In short, the verdict, in one of the most widely-publicized trials of recent times, overturns a key element of the popular narrative on domestic violence.  So the response by the press and DV activists is all too predictable; they’re desperate to get the world “back on message.”

To A. O. Scott, of the New York Times, the verdict reflects society-wide misogyny that kowtows to men and leaves abused women battered and alone.  If you’re radical feminist/serial liar/self-proclaimed man-hater, Julie Bindel, only female victims who “behave like a 1950s housewife” can get a fair shake in DV court.  To DV activists, the verdict “sends a chilling message to other victims” of DV.

Their remarks have but a single purpose – to reassert the false narrative.  Reading them, you’d never know that a jury of seven people listened to every minute of testimony and concluded that Heard lied repeatedly both in court and out and did so maliciously.  You’d never know their verdict was unanimous.  Nor would you know that Heard repeatedly attacked and abused Depp, a fact she openly admitted in recorded statements.  Nor would you know that Depp’s approach to her physical abuse was to walk away, i.e., to de-escalate, or that Heard repeatedly derided him as a “baby” for doing so.

The DV industry and the news media won’t, after decades of misrepresentation, admit the simple truth.  To do so would risk drastic reductions in funding to countless organizations that all along have taken mischaracterizations of DV straight to the bank.  Perhaps worse in their minds, the false narrative they’ve been peddling would blow away like a leaf in a hurricane.
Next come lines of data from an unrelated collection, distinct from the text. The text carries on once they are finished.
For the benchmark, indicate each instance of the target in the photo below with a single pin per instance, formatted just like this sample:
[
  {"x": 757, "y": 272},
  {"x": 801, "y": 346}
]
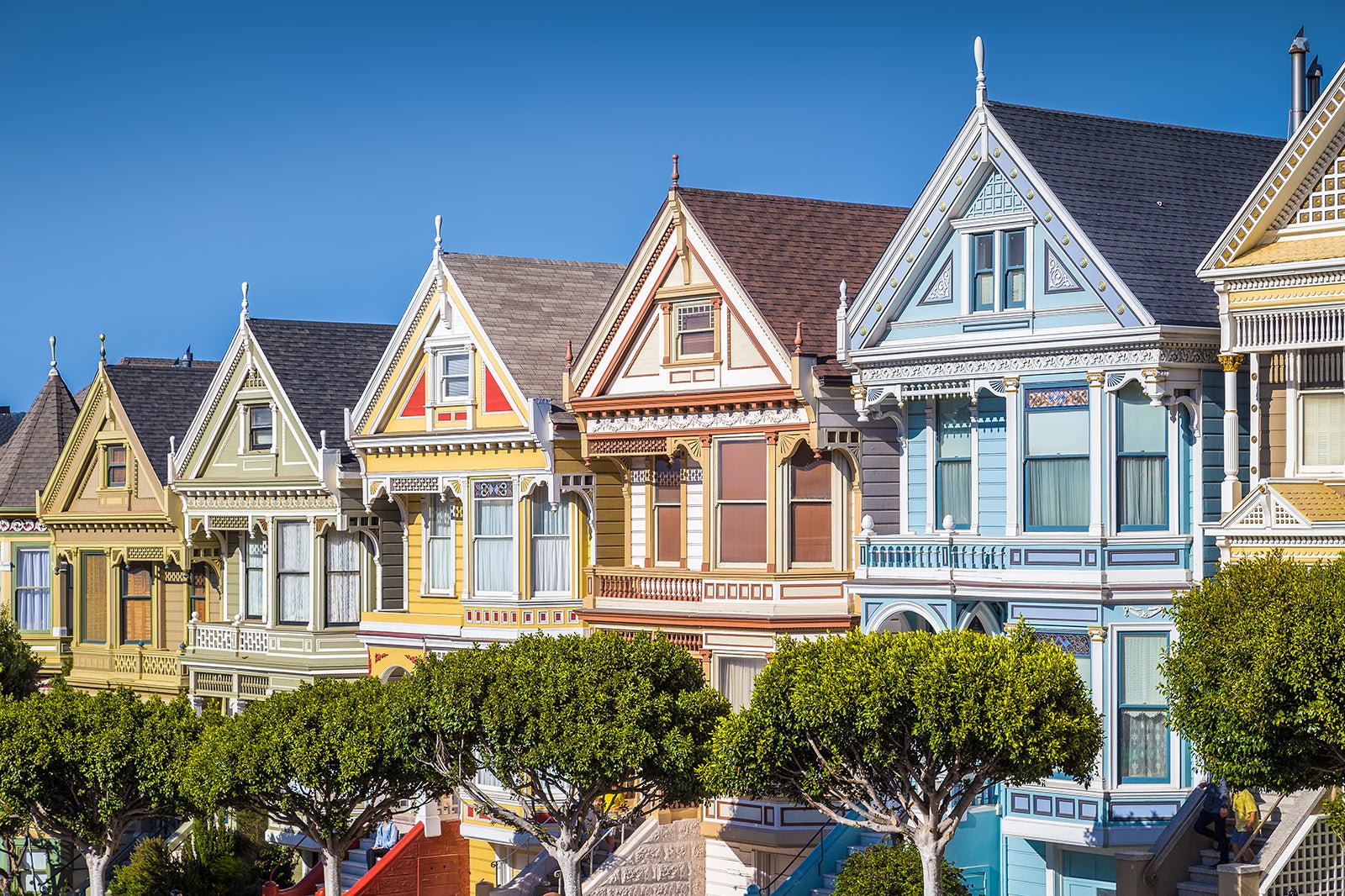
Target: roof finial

The realities of DV have been well known to science since the mid-70s.  Men and women are equally likely to be violent toward an intimate partner.  Women are more likely than men to use a weapon, but men tend to injure their victims more seriously.  Women are somewhat more likely to initiate physical abuse.  About one-third of DV homicide victims are men.  Lesbian relationships on average are the most violent, followed by heterosexual and then gay male ones.

DV is gender-symmetrical, our societal response to it is not.  There are about 1,500 DV shelters for women in the U.S., but only three for men.  For decades, the police have been trained to arrest the man in a DV situation, whatever the objective facts of the case.  For years federal law on DV made no mention of female perpetrators or male victims.  Neither has the current president of the United States.

In 2015, Dr. Murray Straus, then perhaps the pre-eminent authority on domestic violence in the U.S., published a paper detailing seven different ways in which the DV industry maintained the false narrative.  Those tactics involve endless repetition of the false narrative backed up with threats – even death threats – against anyone who dared tell the truth.  He went on to show how the news media’s reporting on DV, due to ignorance, bias or a willing embrace of falsehood, promotes the industry’s claims.

If Straus were still alive, he’d not be surprised at the response to the Depp-Heard verdict.  It’s the effort of radical feminists, the DV industry and the MSM to regain the hegemony of their false narrative, so precisely articulated by Amber Heard – that no one should believe a man who says his wife abused him.